Prepare your dataset

Organize your dataset with images and captions. MaxDiffusion supports HuggingFace datasets, TFRecords, and local directories.
2

Configure training parameters

Choose a base config file from src/maxdiffusion/configs/ and override parameters as needed.
3

Run training

Execute the training script with your config and parameter overrides.
4

Monitor progress

Track metrics using TensorBoard and profiler outputs.
5

Evaluate and generate

Test your fine-tuned model by generating images or videos.

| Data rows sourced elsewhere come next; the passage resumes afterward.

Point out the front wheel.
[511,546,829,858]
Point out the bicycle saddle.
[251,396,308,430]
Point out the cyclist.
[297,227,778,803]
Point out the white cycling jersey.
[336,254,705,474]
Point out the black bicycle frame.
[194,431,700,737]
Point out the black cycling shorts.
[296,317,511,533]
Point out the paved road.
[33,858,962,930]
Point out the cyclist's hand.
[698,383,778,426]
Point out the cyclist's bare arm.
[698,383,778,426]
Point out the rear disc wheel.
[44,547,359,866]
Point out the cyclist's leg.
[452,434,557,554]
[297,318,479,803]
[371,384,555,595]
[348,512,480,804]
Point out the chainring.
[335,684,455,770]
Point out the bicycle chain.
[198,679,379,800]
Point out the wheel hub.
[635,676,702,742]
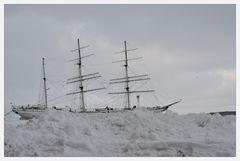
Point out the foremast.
[42,58,47,108]
[109,41,154,110]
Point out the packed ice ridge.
[4,108,236,157]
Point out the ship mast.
[42,58,47,108]
[67,39,105,112]
[109,41,154,110]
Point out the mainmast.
[124,41,131,109]
[67,39,105,112]
[109,41,154,110]
[77,39,86,111]
[42,58,47,108]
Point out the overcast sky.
[4,5,236,113]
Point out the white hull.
[12,107,46,119]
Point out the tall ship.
[12,39,181,119]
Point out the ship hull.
[12,109,46,120]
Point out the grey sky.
[4,5,236,113]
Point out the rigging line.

Common training parameters

All training scripts share common configuration parameters:

Model parameters

  • pretrained_model_name_or_path - Base model to fine-tune
  • weights_dtype - Weight precision (float32, bfloat16)
  • activations_dtype - Activation precision (float32, bfloat16)
  • attention - Attention mechanism (dot_product, flash, cudnn_flash_te)

Dataset parameters

  • dataset_name - HuggingFace dataset name
  • train_data_dir - Local or GCS path to training data
  • resolution - Training image resolution
  • per_device_batch_size - Batch size per device

Training loop parameters

  • learning_rate - Initial learning rate
  • max_train_steps - Maximum training steps
  • warmup_steps_fraction - Fraction of steps for learning rate warmup
  • output_dir - Directory to save checkpoints (supports GCS)
  • run_name - Unique identifier for this training run

Parallelism parameters

  • ici_data_parallelism - Data parallelism within a host
  • ici_fsdp_parallelism - FSDP parallelism within a host
  • ici_tensor_parallelism - Tensor parallelism within a host
  • dcn_data_parallelism - Data parallelism across hosts

Profiling and checkpointing

  • enable_profiler - Enable performance profiling
  • checkpoint_every - Save checkpoint every N steps (-1 to disable)
  • jax_cache_dir - Directory for JAX compilation cache

Getting started

For your first time running MaxDiffusion training, we recommend:
  1. Start with a single TPU host before scaling to multi-host
  2. Use the default Pokemon dataset for initial testing
  3. Review the model-specific training guide for detailed instructions

Stable Diffusion training

Train SD 1.4 and SD 2 Base models

SDXL training

Fine-tune Stable Diffusion XL

Flux training

Train Flux transformer models

Wan training

Train video generation models

Dreambooth

Personalized model fine-tuning

XPK deployment

For large-scale training, MaxDiffusion supports deployment via XPK (Kubernetes-based orchestration):
python3 ~/xpk/xpk.py workload create \
  --cluster=$CLUSTER_NAME \
  --project=$PROJECT \
  --zone=$ZONE \
  --device-type=$DEVICE_TYPE \
  --num-slices=1 \
  --command="python src/maxdiffusion/train.py ..." \
  --base-docker-image=$IMAGE_DIR \
  --workload=$RUN_NAME
See the model-specific guides for complete XPK examples.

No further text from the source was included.